16. DFI Location Decision. Decko Co. is a U.S. firm with a Chinese subsidiary that produces cell phones
in China and sells them in Japan. This subsidiary pays its wages and its rent in Chinese yuan, which is
stable against the dollar. The cell phones sold to Japan are denominated in Japanese yen. Assume that
Decko Co. expects that the Chinese yuan will continue to stay stable against the dollar. The
subsidiary’s main goal is to generate profits for itself and it reinvests the profits. It does not plan to
remit any funds to Decko, the U.S. parent.
a. Assume that the Japanese yen strengthens against the U.S. dollar over time. How would this be
expected to affect the profits earned by the Chinese subsidiary?
b. If Decko Co. had established its subsidiary in Tokyo, Japan instead of in China, would the
subsidiary’s profits be more exposed or less exposed to exchange rate risk?

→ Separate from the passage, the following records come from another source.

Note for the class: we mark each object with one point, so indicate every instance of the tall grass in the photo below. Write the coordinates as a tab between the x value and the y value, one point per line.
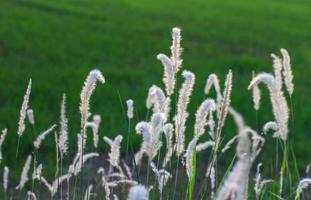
161	155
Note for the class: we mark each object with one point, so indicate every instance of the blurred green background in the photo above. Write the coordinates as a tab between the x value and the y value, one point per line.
56	43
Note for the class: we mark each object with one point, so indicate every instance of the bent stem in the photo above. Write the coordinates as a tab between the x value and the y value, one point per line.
176	177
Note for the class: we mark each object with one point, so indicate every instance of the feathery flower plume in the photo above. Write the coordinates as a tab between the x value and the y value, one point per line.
212	177
303	184
204	145
277	67
81	144
270	126
211	81
229	143
168	132
278	101
24	175
182	114
158	101
256	96
31	196
63	132
211	125
162	176
128	170
151	133
42	136
138	192
37	172
201	116
169	74
75	168
21	123
53	188
123	181
225	104
236	184
237	118
88	192
87	90
130	108
95	128
2	138
288	74
176	49
189	157
114	155
30	116
6	178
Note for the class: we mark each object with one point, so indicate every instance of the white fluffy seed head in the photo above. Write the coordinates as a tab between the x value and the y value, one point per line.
256	95
182	114
87	90
130	108
63	132
189	157
158	101
168	132
24	176
277	67
30	116
278	101
2	138
288	74
37	172
138	192
6	178
211	81
270	126
303	184
21	123
42	136
267	79
169	73
176	49
201	116
31	196
114	155
204	145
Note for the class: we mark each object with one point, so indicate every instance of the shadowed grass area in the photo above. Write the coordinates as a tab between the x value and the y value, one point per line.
56	43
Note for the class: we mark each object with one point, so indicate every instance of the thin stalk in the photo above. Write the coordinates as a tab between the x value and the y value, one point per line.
18	141
176	177
148	172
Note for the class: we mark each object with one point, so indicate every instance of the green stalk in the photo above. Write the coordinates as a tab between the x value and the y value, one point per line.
193	175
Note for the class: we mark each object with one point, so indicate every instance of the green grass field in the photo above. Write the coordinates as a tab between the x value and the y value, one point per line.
56	43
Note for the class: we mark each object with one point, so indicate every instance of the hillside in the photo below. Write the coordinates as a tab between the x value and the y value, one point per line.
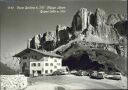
5	70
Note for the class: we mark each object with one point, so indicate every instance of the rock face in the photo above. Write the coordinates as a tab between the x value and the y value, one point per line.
89	26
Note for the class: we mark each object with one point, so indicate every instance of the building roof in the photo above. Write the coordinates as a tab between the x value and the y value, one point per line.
45	53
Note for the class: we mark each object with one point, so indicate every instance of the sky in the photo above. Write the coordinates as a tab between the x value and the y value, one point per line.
17	26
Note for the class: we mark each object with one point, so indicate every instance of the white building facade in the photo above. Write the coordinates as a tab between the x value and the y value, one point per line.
35	62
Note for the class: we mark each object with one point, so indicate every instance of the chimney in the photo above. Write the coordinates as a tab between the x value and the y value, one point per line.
28	43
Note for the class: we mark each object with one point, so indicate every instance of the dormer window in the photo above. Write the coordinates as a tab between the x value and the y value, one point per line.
24	57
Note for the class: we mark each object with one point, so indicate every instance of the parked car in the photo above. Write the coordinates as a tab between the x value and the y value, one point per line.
114	76
81	73
96	75
73	71
58	72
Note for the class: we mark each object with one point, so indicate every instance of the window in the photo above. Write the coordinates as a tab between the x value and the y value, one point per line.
55	66
24	57
38	64
34	57
46	64
46	71
51	64
51	71
33	64
55	60
58	64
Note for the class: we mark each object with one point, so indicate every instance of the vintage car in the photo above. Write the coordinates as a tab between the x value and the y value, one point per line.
114	76
97	75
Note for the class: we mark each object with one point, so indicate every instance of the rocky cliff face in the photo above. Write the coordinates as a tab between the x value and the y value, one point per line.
90	26
97	25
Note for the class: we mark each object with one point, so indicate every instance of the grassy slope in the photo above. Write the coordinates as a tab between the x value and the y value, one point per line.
5	70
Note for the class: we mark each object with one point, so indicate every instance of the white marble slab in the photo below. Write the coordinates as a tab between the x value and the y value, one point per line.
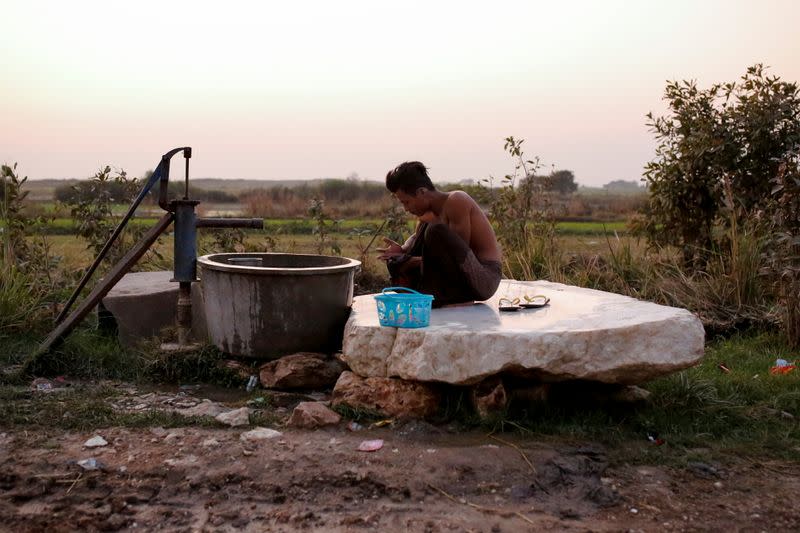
581	334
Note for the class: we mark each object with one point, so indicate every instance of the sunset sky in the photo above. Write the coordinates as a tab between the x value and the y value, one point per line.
296	90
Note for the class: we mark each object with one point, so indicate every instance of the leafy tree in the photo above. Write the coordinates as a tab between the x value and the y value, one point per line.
562	182
728	140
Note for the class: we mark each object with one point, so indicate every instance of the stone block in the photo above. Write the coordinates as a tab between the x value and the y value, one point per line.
143	303
583	334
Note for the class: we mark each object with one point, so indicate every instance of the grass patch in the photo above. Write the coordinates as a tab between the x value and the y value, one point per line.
701	412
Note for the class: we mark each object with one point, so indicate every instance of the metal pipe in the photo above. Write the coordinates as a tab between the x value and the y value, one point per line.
220	222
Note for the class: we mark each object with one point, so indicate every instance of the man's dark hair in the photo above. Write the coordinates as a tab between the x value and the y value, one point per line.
408	177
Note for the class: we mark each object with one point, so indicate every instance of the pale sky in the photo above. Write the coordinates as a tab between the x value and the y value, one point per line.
297	90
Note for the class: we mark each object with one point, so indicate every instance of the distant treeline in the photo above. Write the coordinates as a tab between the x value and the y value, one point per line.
341	198
354	198
82	190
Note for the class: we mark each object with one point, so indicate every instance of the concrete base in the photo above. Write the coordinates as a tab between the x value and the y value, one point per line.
582	334
144	303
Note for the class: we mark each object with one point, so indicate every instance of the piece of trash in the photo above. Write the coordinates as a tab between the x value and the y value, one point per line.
782	366
370	445
653	437
96	442
91	464
257	401
42	384
258	434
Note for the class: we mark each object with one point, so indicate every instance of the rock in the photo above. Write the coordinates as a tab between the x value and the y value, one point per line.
238	368
303	370
489	397
237	417
582	334
632	394
311	415
205	408
284	400
388	396
96	442
258	434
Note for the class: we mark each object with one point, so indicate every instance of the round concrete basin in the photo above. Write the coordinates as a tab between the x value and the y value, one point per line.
265	305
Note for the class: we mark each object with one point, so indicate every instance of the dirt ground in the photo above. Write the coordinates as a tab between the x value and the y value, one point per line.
424	478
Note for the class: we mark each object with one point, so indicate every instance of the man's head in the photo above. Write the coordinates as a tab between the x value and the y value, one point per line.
410	183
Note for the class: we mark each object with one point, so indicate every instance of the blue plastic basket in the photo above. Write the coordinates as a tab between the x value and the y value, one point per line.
401	310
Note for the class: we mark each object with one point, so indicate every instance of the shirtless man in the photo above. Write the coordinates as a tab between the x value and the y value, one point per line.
453	254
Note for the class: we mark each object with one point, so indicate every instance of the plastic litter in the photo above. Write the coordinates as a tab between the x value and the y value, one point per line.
91	464
370	445
96	442
782	366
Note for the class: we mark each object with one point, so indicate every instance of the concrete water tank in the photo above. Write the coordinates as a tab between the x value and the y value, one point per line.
265	305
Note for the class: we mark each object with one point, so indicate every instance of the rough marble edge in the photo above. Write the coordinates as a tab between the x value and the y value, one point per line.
404	353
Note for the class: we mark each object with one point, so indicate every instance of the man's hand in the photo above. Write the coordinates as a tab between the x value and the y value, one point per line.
391	249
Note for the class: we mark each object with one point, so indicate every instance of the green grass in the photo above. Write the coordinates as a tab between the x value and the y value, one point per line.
301	226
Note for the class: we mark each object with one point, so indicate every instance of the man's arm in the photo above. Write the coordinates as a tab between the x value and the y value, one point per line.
457	213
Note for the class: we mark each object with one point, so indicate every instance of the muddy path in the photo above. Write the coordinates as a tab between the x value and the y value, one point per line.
424	478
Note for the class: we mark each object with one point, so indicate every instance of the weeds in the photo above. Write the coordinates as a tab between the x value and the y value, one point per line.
324	228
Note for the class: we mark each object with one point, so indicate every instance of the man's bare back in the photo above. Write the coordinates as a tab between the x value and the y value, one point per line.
461	213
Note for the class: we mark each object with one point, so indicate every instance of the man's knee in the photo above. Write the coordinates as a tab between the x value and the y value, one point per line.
436	233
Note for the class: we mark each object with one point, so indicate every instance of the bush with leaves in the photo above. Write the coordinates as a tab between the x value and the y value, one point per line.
324	227
739	132
783	255
92	210
522	214
30	280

c. Why do you think that Decko Co. established the subsidiary in China instead of Japan? Assume
no major country risk barriers.
d. If the Chinese subsidiary needs to borrow money to finance its expansion and wants to reduce its
exchange rate risk, should it borrow U.S. dollars, Chinese yuan, or Japanese yen?
ANSWER:
17. MNC’s Investment Decision. Trak Co. (of the U.S.) presently serves as a distributor of products by
purchasing them from other U.S. firms and selling them in Japan. It wants to purchase a manufacturer
in India that could produce similar products at a low cost (due to low labor costs in India) and export
the products to Japan. The operating expenses would be denominated in Indian rupees. The products
would be invoiced in Japanese yen. If Trak Co. can acquire a manufacturer, it will discontinue its
existing distributor business. If the yen is expected to appreciate against the dollar, and the rupee is
expected to depreciate against the dollar, how would this affect Trak’s direct foreign investment?

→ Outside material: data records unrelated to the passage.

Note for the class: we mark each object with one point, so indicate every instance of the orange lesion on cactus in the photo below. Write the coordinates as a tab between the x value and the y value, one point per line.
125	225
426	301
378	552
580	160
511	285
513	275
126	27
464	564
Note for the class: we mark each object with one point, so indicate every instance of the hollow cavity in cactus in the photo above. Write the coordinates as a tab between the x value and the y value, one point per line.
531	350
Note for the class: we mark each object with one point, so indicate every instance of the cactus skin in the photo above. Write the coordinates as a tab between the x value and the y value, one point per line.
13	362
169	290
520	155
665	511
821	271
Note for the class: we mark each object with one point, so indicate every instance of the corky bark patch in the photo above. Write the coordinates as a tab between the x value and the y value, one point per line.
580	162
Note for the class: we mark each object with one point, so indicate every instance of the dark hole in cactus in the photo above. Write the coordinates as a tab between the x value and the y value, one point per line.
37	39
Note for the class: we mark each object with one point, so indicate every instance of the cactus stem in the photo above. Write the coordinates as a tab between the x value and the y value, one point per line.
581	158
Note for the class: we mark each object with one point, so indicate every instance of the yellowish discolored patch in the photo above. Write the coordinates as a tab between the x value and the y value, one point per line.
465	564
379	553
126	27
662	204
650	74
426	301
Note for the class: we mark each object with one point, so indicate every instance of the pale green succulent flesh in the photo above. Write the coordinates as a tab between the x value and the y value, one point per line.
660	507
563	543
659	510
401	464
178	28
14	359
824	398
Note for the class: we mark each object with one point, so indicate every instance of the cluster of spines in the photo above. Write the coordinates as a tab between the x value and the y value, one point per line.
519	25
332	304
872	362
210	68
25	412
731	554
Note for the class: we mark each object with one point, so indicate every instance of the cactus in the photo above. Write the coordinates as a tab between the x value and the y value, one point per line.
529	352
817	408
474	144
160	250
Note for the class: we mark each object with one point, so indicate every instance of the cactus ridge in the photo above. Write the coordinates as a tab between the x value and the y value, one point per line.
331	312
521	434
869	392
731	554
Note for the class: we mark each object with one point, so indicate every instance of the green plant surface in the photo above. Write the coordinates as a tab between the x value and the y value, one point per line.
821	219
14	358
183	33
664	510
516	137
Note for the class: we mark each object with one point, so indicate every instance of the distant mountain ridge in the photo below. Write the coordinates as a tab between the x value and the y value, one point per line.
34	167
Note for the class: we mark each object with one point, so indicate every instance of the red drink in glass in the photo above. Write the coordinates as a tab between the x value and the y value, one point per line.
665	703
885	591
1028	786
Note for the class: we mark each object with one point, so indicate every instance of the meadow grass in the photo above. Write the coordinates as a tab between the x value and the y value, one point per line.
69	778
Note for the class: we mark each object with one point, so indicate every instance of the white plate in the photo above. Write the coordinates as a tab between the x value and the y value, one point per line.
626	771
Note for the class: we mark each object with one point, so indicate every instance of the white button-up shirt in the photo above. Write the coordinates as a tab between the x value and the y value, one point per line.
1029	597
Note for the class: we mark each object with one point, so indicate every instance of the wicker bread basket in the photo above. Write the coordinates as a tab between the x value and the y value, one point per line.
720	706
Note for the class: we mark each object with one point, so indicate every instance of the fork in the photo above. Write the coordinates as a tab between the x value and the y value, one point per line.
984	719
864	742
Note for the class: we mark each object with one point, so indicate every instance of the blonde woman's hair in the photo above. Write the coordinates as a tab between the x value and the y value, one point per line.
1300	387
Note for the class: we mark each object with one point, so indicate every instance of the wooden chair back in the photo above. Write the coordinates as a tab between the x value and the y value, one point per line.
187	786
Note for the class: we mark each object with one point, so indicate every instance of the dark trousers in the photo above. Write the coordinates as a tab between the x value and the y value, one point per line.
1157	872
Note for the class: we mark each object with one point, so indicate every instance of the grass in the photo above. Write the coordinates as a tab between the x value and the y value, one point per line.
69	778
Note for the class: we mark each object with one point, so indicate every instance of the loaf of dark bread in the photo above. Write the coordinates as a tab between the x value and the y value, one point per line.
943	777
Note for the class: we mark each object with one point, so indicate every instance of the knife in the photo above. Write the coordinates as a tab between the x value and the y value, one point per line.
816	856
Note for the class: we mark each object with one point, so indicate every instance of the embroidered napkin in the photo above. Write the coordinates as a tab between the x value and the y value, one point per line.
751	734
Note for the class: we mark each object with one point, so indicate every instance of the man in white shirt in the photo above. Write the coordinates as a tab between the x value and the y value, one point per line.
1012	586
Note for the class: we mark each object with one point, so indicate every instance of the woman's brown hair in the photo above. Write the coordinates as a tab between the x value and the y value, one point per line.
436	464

18. MNC’s Investment Strategy. Myzo Co. (based in the U.S.) sells basic household products that
many other U.S. firms produce at the same quality level and these other U.S. firms have about the
same production cost as Myzo. Myzo is considering direct foreign investment. It believes that the
market in the U.S. is saturated and wants to pursue business in a foreign market where it can generate
more revenue. It decides to create a subsidiary in Mexico that will produce household products and
sell its products only in Mexico. This subsidiary would definitely not export its products to the U.S.

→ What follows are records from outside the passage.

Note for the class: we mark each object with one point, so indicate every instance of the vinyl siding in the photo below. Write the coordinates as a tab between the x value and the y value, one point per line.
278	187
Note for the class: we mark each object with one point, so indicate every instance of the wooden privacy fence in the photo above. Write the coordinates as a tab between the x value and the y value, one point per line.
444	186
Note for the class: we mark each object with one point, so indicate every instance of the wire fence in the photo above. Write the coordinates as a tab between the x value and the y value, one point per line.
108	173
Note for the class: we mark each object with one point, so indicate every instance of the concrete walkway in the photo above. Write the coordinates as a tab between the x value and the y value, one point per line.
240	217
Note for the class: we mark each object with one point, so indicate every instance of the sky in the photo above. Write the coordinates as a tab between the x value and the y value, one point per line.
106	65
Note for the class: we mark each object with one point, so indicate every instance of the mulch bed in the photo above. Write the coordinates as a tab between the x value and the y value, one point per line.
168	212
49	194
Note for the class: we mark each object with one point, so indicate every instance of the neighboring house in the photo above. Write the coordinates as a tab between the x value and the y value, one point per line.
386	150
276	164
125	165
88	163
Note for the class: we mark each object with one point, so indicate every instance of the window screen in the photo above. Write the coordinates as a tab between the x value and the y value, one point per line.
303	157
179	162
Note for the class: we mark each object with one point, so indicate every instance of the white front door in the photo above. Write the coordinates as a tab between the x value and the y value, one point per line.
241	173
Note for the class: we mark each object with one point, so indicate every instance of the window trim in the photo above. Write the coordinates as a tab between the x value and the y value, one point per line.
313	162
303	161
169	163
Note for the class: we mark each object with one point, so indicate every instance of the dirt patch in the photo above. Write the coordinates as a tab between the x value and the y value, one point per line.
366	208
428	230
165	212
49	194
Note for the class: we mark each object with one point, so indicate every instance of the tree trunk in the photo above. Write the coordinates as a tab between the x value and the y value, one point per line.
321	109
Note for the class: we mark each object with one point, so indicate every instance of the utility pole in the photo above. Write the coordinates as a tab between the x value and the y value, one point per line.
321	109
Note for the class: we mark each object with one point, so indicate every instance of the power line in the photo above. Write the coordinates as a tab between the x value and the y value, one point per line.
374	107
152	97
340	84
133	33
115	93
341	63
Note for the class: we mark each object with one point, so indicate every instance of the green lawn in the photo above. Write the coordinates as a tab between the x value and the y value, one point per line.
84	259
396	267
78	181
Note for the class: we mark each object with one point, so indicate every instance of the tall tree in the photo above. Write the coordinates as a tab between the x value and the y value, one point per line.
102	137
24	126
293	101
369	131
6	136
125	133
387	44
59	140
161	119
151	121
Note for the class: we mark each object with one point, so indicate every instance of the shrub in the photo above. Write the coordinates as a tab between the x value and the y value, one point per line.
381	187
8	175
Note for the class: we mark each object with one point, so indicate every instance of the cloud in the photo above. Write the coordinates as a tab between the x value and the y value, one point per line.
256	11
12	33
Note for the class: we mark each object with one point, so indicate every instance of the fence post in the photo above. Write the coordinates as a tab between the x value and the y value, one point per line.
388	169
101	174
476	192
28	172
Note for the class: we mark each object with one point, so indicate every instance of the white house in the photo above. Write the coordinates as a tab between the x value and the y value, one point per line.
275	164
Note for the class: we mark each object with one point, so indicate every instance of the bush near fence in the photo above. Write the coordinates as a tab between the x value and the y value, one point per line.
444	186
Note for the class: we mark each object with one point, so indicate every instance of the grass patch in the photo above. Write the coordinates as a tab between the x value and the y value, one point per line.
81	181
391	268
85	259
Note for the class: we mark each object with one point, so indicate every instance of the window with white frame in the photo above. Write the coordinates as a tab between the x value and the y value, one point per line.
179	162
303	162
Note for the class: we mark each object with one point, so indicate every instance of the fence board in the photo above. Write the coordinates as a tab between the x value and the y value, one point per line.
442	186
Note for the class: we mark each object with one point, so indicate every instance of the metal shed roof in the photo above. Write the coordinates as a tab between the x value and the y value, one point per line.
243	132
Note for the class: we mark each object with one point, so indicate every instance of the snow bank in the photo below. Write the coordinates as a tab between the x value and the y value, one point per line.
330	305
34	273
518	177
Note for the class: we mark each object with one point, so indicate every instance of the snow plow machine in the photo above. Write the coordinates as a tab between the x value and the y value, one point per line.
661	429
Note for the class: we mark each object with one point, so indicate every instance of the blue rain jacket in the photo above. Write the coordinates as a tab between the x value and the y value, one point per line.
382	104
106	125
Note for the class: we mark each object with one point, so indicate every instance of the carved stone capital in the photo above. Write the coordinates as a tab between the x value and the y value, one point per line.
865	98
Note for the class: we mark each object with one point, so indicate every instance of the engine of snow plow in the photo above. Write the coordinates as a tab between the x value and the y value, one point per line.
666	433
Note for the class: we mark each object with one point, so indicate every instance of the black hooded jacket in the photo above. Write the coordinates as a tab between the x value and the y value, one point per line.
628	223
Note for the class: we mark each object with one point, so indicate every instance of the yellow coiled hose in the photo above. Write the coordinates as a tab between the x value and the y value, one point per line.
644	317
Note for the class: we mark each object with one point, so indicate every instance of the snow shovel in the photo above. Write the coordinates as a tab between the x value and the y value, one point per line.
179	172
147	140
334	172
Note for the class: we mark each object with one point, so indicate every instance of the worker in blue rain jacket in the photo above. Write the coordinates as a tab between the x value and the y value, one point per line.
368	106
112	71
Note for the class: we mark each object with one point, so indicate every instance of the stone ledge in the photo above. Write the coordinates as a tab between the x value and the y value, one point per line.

because exports to the U.S. could reduce the parent’s market share and Myzo wants to ensure that its
U.S. employees remain employed. The labor costs in Mexico are very low. Myzo will comply with
some international labor laws. By complying with the laws, the total costs of Myzo’s subsidiary will
be 20 percent higher than other Mexican producers of household products in Mexico that are of
similar quality. However, Myzo’s subsidiary will be able to produce household products at a cost that
is 40 percent lower than its cost of producing household products in the U.S. Briefly explain whether
you think Myzo’s strategy for direct foreign investment is feasible.